Le Tisserand savait certainement que Grinsa avait rejoint l’armée d’Eibithar. Lui ayant parlé de lui dans le passé, il aurait jugé curieux qu’elle ne le mentionne pas.
« Qu’est-ce qui te fait penser qu’il puisse comprendre ?
— Il a parlé de vous, Tisserand. Il a mis le roi en garde contre vous. Je me demande s’il sait que vous êtes Tisserand, et s’il n’en est pas un lui-même.
— Se bat-il aux côtés de Kearney ?
— Non, Tisserand. Il reste avec le jeune Curgh et l’armée de Javan.
— Bien. Ce sera donc plus facile. Assure-toi qu’il soit loin quand tu agiras, et tout ira bien.
— Oui, Tisserand, merci.
— Je ne veux pas que tu perdes de temps. Lors de ma prochaine visite, Kearney doit être mort. »
Le Tisserand partit sans attendre sa réponse et, légèrement étourdie, encore éblouie par la lumière que le sorcier créait pour se dissimuler, Keziah cligna les yeux. L’aube n’était pas encore levée, mais une faible lueur argentée se répandait déjà sur la Lande, faisant scintiller les gouttes de rosée accumulées sur les touffes d’herbes et au pied des rochers. L’odeur du bûcher la ramena à la réalité. Alors qu’elle grimaçait, des chants lui parvinrent.
Elle comprit tout de suite qu’il ne s’agissait pas des mélopées funèbres que les soldats d’Eibithar avaient entonnées la veille. C’était un hymne guerrier, et ces voix appartenaient aux hommes de Braedon. Malgré la distance, leur vitalité, leur entrain, et leur confiance ne laissaient aucune place au doute.
Elle se redressa, repoussant d’une main distraite la mèche de cheveux tombée sur son front.
« Le roi vous demande, Premier ministre. »
Elle leva les yeux. Sa sentinelle était debout devant elle. Son extrême jeunesse la frappa tout à coup. On racontait que la peur avait ce pouvoir d’effacer les ans, comme d’user les nerfs, et de ramener les hommes, aussi aguerris soient-ils, à la fragilité de leurs premières années. C’était visiblement le cas de son factionnaire.
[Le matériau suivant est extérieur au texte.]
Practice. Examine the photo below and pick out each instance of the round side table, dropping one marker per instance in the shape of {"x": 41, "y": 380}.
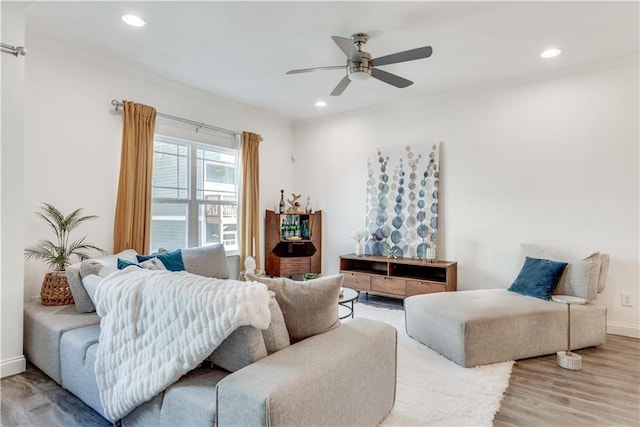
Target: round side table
{"x": 567, "y": 359}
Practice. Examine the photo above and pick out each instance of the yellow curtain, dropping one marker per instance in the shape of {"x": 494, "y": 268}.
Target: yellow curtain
{"x": 132, "y": 225}
{"x": 250, "y": 198}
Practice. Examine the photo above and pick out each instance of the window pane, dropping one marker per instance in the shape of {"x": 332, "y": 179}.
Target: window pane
{"x": 168, "y": 225}
{"x": 170, "y": 170}
{"x": 216, "y": 173}
{"x": 218, "y": 223}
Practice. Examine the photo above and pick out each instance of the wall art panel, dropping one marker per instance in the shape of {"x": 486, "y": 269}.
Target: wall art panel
{"x": 402, "y": 201}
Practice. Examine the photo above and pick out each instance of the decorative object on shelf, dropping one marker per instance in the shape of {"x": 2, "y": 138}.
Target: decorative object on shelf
{"x": 249, "y": 265}
{"x": 428, "y": 249}
{"x": 281, "y": 205}
{"x": 402, "y": 195}
{"x": 57, "y": 255}
{"x": 307, "y": 208}
{"x": 292, "y": 243}
{"x": 294, "y": 204}
{"x": 358, "y": 235}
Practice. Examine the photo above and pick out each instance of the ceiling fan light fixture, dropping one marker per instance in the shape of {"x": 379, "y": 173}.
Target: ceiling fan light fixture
{"x": 134, "y": 20}
{"x": 551, "y": 53}
{"x": 358, "y": 75}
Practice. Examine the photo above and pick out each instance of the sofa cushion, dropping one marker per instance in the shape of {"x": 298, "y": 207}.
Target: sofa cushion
{"x": 310, "y": 307}
{"x": 208, "y": 261}
{"x": 97, "y": 267}
{"x": 538, "y": 277}
{"x": 74, "y": 277}
{"x": 171, "y": 260}
{"x": 483, "y": 326}
{"x": 244, "y": 346}
{"x": 90, "y": 284}
{"x": 584, "y": 275}
{"x": 276, "y": 336}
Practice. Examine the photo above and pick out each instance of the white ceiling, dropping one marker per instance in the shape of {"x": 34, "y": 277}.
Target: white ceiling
{"x": 241, "y": 50}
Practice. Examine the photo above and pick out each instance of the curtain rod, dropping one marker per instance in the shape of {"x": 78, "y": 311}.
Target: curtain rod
{"x": 198, "y": 125}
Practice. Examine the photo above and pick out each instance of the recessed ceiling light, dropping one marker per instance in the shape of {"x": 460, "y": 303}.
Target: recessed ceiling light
{"x": 550, "y": 53}
{"x": 134, "y": 20}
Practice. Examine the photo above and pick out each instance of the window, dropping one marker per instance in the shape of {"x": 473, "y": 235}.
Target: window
{"x": 194, "y": 194}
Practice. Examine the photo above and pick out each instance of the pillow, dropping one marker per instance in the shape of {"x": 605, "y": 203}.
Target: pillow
{"x": 310, "y": 307}
{"x": 123, "y": 263}
{"x": 276, "y": 336}
{"x": 244, "y": 346}
{"x": 604, "y": 272}
{"x": 208, "y": 261}
{"x": 74, "y": 277}
{"x": 90, "y": 284}
{"x": 538, "y": 277}
{"x": 581, "y": 278}
{"x": 171, "y": 260}
{"x": 150, "y": 264}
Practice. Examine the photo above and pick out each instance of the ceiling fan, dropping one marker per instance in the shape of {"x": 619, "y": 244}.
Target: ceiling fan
{"x": 360, "y": 65}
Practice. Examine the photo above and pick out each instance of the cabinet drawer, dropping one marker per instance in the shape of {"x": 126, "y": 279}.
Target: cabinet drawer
{"x": 388, "y": 285}
{"x": 359, "y": 282}
{"x": 294, "y": 265}
{"x": 417, "y": 287}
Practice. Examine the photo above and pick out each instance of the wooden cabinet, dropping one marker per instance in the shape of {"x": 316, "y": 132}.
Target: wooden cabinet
{"x": 397, "y": 278}
{"x": 289, "y": 255}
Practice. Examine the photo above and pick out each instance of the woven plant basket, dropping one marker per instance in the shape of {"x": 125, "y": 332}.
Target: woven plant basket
{"x": 55, "y": 289}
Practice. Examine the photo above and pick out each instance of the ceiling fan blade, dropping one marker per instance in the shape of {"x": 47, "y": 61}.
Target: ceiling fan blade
{"x": 407, "y": 55}
{"x": 392, "y": 79}
{"x": 341, "y": 86}
{"x": 308, "y": 70}
{"x": 346, "y": 45}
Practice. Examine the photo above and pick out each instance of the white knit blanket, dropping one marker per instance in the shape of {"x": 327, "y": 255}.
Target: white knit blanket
{"x": 158, "y": 325}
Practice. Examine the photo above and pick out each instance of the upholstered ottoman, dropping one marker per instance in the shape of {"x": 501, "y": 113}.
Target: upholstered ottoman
{"x": 485, "y": 326}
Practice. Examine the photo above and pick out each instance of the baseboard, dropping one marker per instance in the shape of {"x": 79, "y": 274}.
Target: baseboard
{"x": 13, "y": 366}
{"x": 623, "y": 329}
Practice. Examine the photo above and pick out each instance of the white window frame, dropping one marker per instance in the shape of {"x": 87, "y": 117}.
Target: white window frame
{"x": 195, "y": 235}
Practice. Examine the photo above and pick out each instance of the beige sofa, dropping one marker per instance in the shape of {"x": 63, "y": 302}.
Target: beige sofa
{"x": 324, "y": 377}
{"x": 478, "y": 327}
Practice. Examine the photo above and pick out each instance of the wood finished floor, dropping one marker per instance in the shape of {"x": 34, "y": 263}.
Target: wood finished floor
{"x": 606, "y": 392}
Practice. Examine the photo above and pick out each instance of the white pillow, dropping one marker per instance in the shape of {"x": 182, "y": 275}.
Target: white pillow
{"x": 581, "y": 277}
{"x": 90, "y": 284}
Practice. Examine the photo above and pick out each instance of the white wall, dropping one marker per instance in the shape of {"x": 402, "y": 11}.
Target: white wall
{"x": 72, "y": 136}
{"x": 552, "y": 162}
{"x": 12, "y": 360}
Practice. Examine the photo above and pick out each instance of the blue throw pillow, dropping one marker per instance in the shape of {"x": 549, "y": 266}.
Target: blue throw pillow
{"x": 171, "y": 260}
{"x": 123, "y": 263}
{"x": 538, "y": 277}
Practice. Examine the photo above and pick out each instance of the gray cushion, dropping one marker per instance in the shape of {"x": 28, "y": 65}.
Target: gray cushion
{"x": 74, "y": 277}
{"x": 208, "y": 261}
{"x": 485, "y": 326}
{"x": 244, "y": 346}
{"x": 310, "y": 307}
{"x": 345, "y": 377}
{"x": 276, "y": 336}
{"x": 43, "y": 329}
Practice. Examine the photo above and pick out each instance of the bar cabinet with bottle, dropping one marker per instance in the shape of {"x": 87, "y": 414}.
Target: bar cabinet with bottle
{"x": 293, "y": 243}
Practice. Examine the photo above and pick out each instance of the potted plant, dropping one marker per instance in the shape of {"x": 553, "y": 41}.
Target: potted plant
{"x": 59, "y": 253}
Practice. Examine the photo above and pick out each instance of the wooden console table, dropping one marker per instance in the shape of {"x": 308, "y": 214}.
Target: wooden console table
{"x": 397, "y": 278}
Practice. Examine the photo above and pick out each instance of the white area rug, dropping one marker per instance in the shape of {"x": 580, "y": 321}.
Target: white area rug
{"x": 434, "y": 391}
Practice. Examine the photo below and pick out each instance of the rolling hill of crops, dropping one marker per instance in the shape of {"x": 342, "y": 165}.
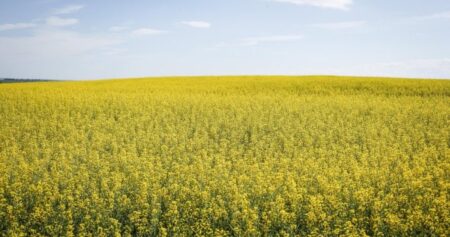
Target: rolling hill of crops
{"x": 226, "y": 156}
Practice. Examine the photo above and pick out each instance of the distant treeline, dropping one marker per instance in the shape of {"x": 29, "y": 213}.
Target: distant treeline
{"x": 20, "y": 80}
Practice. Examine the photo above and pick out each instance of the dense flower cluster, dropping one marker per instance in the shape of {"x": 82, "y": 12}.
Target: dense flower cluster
{"x": 239, "y": 156}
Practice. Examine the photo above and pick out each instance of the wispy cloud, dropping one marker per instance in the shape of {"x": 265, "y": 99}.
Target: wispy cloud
{"x": 16, "y": 26}
{"x": 58, "y": 21}
{"x": 336, "y": 4}
{"x": 424, "y": 68}
{"x": 439, "y": 15}
{"x": 340, "y": 25}
{"x": 197, "y": 24}
{"x": 54, "y": 42}
{"x": 118, "y": 28}
{"x": 270, "y": 39}
{"x": 147, "y": 31}
{"x": 68, "y": 9}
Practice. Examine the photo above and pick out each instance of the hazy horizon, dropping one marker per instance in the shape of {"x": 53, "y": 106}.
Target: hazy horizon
{"x": 81, "y": 40}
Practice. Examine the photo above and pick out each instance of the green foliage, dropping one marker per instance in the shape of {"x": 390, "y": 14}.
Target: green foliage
{"x": 231, "y": 156}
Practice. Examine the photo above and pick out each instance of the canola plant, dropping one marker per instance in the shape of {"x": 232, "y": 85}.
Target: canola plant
{"x": 226, "y": 156}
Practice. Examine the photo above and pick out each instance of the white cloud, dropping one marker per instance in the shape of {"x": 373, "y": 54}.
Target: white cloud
{"x": 197, "y": 24}
{"x": 68, "y": 9}
{"x": 58, "y": 21}
{"x": 336, "y": 4}
{"x": 146, "y": 31}
{"x": 16, "y": 26}
{"x": 423, "y": 68}
{"x": 270, "y": 39}
{"x": 118, "y": 28}
{"x": 439, "y": 15}
{"x": 54, "y": 43}
{"x": 340, "y": 25}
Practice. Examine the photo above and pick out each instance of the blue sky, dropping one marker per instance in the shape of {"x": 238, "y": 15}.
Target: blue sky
{"x": 62, "y": 39}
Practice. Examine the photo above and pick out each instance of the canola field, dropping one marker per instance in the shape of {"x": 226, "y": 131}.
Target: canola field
{"x": 226, "y": 156}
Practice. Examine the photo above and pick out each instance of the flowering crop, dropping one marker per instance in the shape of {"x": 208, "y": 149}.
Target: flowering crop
{"x": 221, "y": 156}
« J’arrive, répondit-elle en se mettant debout avec difficulté. Dites-lui que je ne serai pas longue. »
Il esquissa un salut et s’éloigna.
« Les hommes de l’empire sont déjà en marche ?
— Non, lui précisa-t-il en se retournant. Mais ils ne vont pas tarder. Les capitaines disent qu’ils veulent nous écraser avant l’arrivée de Shanstead. »
C’était la première fois, depuis leur départ du château d’Audun, qu’il se montrait aussi loquace.
Ce n’est que le début, lui avait dit Grinsa la veille. Et cette nuit même, le Tisserand lui avait répété à peu près la même chose. Confrontée à l’inimaginable, une guerre entre Tisserands, Keziah ne doutait pas que le pire restait à venir. Contrairement à son habitude, le soldat ne la dévisageait pas avec méfiance, mais avec une inquiétude teintée d’espérance. Son regard, presque suppliant, lui demandait de le rassurer, de lui dire que Marston et l’armée de Thorald arriveraient à temps pour les sauver.
Renonçant à lui apporter un réconfort dont elle était la première à douter, Keziah lui tourna le dos et chercha dans ses affaires sa ceinture et son épée.